NTAG424 DNA can detect this because:
Stored Counter = 120
Received Counter = 95
The server knows that the URL is old and can flag the product as suspicious.
Best Practices for Using CMAC
1. Never Store AES Keys in the Mobile App
The authentication key should remain on the server.
2. Protect Your Backend APIs
Use:
- HTTPS
- API authentication
- Database encryption
3. Validate Counters
Counter validation helps identify cloned or replayed tags.
4. Rotate Keys When Necessary
For high-security applications, consider periodic key updates.

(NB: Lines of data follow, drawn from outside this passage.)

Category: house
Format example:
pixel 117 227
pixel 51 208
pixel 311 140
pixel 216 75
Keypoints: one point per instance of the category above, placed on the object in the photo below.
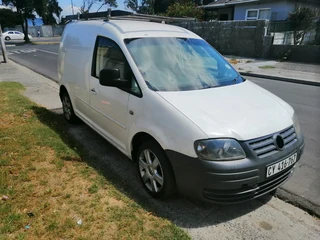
pixel 274 10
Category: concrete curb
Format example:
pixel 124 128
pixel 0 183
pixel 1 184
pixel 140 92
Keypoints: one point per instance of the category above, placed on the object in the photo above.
pixel 44 43
pixel 298 201
pixel 293 80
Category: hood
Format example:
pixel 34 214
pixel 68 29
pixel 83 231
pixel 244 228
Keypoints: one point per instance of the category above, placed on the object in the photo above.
pixel 242 111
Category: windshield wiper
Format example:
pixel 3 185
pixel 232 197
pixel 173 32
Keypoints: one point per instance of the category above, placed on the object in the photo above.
pixel 233 81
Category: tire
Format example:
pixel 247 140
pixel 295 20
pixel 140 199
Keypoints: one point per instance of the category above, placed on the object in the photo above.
pixel 155 170
pixel 68 112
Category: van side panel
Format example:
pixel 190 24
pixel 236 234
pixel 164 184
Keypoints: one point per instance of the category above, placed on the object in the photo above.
pixel 77 47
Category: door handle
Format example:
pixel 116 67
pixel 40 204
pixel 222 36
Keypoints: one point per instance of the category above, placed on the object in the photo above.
pixel 93 91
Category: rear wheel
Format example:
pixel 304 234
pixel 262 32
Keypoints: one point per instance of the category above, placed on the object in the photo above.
pixel 155 170
pixel 68 109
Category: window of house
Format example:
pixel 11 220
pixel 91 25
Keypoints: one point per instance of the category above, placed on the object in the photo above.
pixel 255 14
pixel 107 54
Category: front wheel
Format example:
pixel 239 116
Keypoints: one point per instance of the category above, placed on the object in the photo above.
pixel 155 170
pixel 68 112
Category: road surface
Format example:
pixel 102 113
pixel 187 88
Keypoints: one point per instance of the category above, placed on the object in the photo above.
pixel 304 185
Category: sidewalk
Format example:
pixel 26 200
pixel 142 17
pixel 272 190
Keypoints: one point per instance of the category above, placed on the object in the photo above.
pixel 285 71
pixel 39 89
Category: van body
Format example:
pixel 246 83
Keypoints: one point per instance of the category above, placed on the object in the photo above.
pixel 169 101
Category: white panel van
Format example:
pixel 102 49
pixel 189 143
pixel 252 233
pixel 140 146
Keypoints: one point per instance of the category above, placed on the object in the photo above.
pixel 170 102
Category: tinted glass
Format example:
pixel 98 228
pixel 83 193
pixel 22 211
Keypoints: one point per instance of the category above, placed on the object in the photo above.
pixel 179 64
pixel 109 55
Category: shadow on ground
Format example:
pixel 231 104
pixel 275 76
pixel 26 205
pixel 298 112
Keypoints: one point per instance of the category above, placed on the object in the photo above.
pixel 122 172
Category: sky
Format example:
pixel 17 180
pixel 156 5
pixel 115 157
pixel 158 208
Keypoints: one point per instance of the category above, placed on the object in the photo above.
pixel 67 10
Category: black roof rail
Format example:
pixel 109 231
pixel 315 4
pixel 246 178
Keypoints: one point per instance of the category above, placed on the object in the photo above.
pixel 125 15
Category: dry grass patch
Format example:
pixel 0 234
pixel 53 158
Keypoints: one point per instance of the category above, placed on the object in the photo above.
pixel 53 193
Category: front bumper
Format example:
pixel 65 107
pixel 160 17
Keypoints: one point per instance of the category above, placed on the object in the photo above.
pixel 231 181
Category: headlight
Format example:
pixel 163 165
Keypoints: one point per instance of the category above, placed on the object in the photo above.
pixel 219 149
pixel 296 124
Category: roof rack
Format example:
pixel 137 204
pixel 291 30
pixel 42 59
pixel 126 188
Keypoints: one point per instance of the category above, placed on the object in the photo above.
pixel 124 15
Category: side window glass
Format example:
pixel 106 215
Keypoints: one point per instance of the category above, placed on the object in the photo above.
pixel 135 87
pixel 109 55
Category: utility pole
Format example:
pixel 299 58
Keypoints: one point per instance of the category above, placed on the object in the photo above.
pixel 72 7
pixel 3 47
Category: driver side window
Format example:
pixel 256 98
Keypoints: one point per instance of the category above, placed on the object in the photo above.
pixel 107 54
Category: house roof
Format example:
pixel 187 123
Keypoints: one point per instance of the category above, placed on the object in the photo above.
pixel 225 3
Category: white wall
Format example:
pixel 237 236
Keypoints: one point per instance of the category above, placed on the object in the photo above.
pixel 279 9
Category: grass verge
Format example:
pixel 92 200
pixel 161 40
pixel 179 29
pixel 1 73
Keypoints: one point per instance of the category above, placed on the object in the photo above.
pixel 267 67
pixel 52 191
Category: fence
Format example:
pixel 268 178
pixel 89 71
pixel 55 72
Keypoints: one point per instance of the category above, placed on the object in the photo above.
pixel 283 33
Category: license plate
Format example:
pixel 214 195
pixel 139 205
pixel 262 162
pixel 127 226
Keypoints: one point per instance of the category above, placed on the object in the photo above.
pixel 282 165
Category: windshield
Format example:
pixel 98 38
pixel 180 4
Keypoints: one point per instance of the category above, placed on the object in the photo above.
pixel 180 64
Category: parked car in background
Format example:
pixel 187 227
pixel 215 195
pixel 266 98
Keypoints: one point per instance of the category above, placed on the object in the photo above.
pixel 14 35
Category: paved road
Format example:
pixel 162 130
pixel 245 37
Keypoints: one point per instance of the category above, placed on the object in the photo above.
pixel 305 99
pixel 263 218
pixel 42 59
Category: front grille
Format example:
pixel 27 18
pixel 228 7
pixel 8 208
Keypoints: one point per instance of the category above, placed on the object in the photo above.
pixel 247 193
pixel 265 146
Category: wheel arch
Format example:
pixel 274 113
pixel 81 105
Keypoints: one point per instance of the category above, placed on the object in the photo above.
pixel 138 139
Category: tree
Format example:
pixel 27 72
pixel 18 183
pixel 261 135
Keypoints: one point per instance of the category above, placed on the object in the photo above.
pixel 49 10
pixel 9 18
pixel 185 8
pixel 141 6
pixel 302 18
pixel 25 10
pixel 87 4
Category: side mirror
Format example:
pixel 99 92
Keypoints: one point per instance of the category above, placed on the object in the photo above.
pixel 111 77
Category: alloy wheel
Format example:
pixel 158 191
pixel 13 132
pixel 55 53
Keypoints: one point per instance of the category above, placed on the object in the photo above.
pixel 151 171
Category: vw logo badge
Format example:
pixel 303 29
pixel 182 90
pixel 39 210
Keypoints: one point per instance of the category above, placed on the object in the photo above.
pixel 278 141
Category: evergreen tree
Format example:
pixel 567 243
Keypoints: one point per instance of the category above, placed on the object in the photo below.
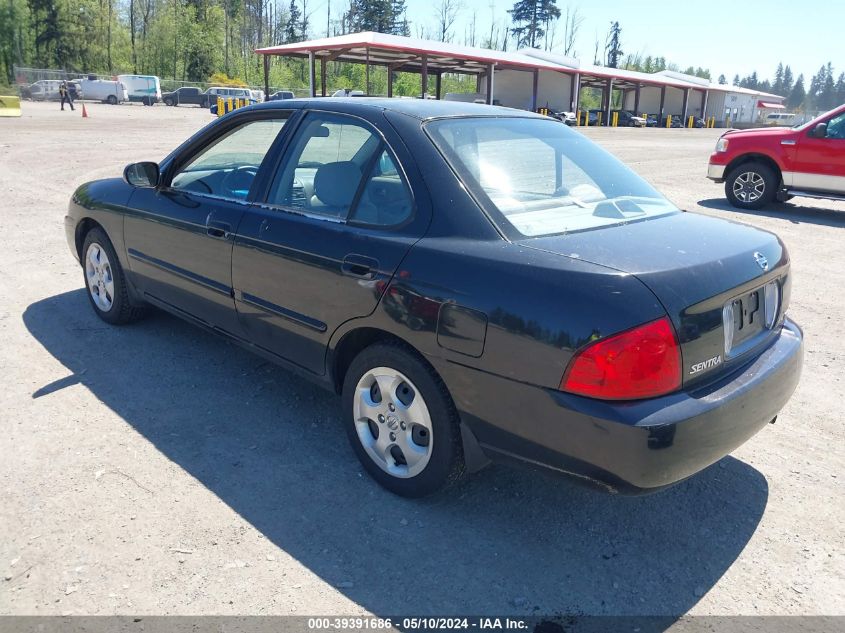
pixel 797 95
pixel 777 86
pixel 293 30
pixel 530 18
pixel 382 16
pixel 786 88
pixel 614 45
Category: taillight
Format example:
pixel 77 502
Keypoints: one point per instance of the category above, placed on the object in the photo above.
pixel 642 362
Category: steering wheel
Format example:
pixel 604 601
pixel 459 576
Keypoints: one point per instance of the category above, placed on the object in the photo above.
pixel 237 182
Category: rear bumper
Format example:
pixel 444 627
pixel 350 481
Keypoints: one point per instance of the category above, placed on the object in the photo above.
pixel 716 172
pixel 636 446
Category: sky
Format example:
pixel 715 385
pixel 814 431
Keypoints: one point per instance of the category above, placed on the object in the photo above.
pixel 730 38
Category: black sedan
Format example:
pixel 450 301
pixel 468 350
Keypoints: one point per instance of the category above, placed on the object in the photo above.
pixel 477 283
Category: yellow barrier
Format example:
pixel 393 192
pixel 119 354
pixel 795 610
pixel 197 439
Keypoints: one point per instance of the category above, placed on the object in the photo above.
pixel 10 106
pixel 226 105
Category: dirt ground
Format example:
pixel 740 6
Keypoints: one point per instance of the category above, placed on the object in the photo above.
pixel 155 469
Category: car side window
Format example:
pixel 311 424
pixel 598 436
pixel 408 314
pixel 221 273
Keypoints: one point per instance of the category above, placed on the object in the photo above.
pixel 325 167
pixel 836 127
pixel 385 199
pixel 227 167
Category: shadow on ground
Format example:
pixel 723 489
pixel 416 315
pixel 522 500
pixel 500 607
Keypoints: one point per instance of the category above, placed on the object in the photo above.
pixel 791 211
pixel 270 446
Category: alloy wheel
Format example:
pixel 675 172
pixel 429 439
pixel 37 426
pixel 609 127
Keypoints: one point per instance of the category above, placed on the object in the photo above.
pixel 98 272
pixel 393 422
pixel 749 186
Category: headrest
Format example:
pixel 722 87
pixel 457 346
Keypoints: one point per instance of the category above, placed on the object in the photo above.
pixel 335 184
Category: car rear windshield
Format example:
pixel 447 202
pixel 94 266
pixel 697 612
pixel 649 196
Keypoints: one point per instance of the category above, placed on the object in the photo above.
pixel 537 177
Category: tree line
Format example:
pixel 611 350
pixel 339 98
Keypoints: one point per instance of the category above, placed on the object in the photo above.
pixel 214 40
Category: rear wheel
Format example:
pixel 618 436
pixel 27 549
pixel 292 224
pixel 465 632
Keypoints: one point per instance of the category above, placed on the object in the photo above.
pixel 750 186
pixel 106 282
pixel 401 421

5. Log Authentication Events
Track:
- Time
- Location
- Device
- Counter values
- Authentication status
This data can provide valuable anti-counterfeit intelligence.
Typical Applications Using CMAC
NTAG424 DNA CMAC authentication is widely used in:
- Luxury goods authentication
- Wine and spirits anti-counterfeiting
- Pharmaceutical protection
- Event ticketing
- Digital Product Passports (DPP)
- Electronics authentication
- Limited edition collectibles
- Secure membership cards
Frequently Asked Questions
Can I read the CMAC with an NFC app?
Yes.
The app can read the dynamic URL containing the CMAC.
However, it cannot verify the CMAC without access to the AES key.
Can I generate the CMAC myself?
Yes, if you have:
- The correct AES key
- The correct input data
- The proper CMAC algorithm
This is usually done on the backend server.
Is the CMAC encrypted?
No.
The CMAC is an authentication code, not encrypted data.
Its security comes from the secret AES key.
Can two taps produce the same CMAC?
Under normal operation, no.
Because the counter changes with every scan, each CMAC is unique.
Conclusion
The CMAC mechanism is one of the key technologies that makes NTAG424 DNA an exceptionally secure NFC chip for anti-counterfeiting and authentication projects.
By combining:
- AES-128 cryptography
- Dynamic counters
- Secure Dynamic Messaging (SDM)
- Server-side verification
NTAG424 DNA can prove that a product, ticket, or credential is genuine and detect cloned or replayed tags.
For developers building authentication systems, understanding how CMAC works is essential to creating a secure and reliable NTAG424 DNA solution.